As a kid I had an Atari 2600 but never had a computer until after high school. This was partly due to the technical progress at the time and that my family wasn't really computer oriented in those days. I didn't have a Comodore or an Atari computer - I was a gamer. When I became more familliar with the 800 and XL series, the gamer in me wanted to put carts into those slots and see the results. Hearing that this series was quite similar (game-wise) the the Atari 5200, I had to have one... or more!
Atari XL Computers - Technical Specifications
Atari was involved in what would soon develop into a full-blown price war when Jack Tramiel of Commodore International was attempting to undercut his old enemy Texas Instruments. TI had undercut Commodore's calculator business only a few years earlier, almost driving him from the market, but this time Tramiel's supply was stronger than TI's, and he could turn the tables.
Although Atari had never been a deliberate target of Tramiel's wrath, they, along with the rest of the market, were dragged into "his" price war in order to maintain market share. The timing was particularly bad for Atari; the 1200XL was a flop, and the earlier machines were too expensive to produce to be able to compete at the rapidly falling price points. The solution was to replace the 1200XL with a machine that users would again trust, while at the same time lowering the production costs to the point where they could compete with Commodore.
Starting with the 1200XL design as the basis for a new line, Atari engineers were able to add a number of new IC's to take over the functions of many of those remaining in the 1200XL. While the 1200XL fit onto a single board, the new designs were even smaller, simpler, and as a result much less expensive. But by this point, in early 1983, the price war rapidly drove prices downward. Atari, attempting to beat this downward pressure, took the opportunity to move production of the new machines to the far east, where they could be produced at even lower cost.
Several versions of the new design, the 600XL, 800XL, 1400XL and 1450XLD were announced at the 1983 Summer CES. The machines had Atari BASIC built into the ROM of the computer and the PBI at the back that allowed external expansion. The machines looked similar to the 1200XL, but were smaller back to front, the 600 being somewhat smaller than the 800 front-to-back (similar to the original Sweet 8 project). The 1400 and 1450 both added a built-in 300 baud modem and a voice synthesizer, and the 1450XLD also included a built-in double-sided floppy disk drive in an enlarged case.
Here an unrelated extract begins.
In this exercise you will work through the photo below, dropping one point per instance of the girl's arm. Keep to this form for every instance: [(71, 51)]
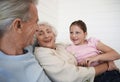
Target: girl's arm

However, the production move ran into unexpected delays. Originally intended to replace the 1200XL in mid-83, the machines did not arrive until late in 1983. Although the 600/800 were well positioned in terms of price and features, during the critical Christmas season they were available only in small numbers while the Commodore 64 was widely available. Although the 800XL would be the most popular computer sold by Atari, it was unable to defend Atari's marketshare, and the race to the bottom gutted their profits. Combined with the simultaneous effects of the video game crash of 1983, Atari was soon losing millions of dollars a day. Their owners, Warner Communications, became desperate to sell off the division.
Through this process the 1400XL and the 1450XLD had their delivery dates pushed back, first by the priority given to the 600XL/800XL, and later by the 3600 System. In the end the 1400XL was eventually canceled outright, and the 1450XLD so delayed that it would never ship. Other prototypes which never made it to market include the 1600XL, 1650XLD, and 1850XLD. The 1600XL was to have been a dual processor model capable of running 6502 and 80186 code, while the 1650XLD was a similar machine in the 1450XLD case. These were canceled when James J. Morgan became CEO and wanted Atari to return to its video game roots. The 1850XLD was to have been based on the custom chipset in the Amiga Lorraine (later to become the Commodore Amiga).
Although Commodore emerged intact from the computer price wars, fighting inside Commodore soon led to Jack Tramiel's ousting in January 1984. Looking to re-enter the market, he soon purchased the Atari consumer division in July 1984 from Warner for an extremely low price. When Jack Tramiel took over Atari the high-end XL models were canceled and the low-end XLs were redesigned into the XE series. Nearly all Atari's research, design and protoype projects were arbitrarily cancelled often with the new management completely ignorant of the nature of the projects. This included the Amiga-based 1850XLD system and other existing 68000 prototypes while Jack Tramiel was primarily focused on developing the 68000-based Atari ST system and bringing in ex-Commodore engineers to work on the ST line.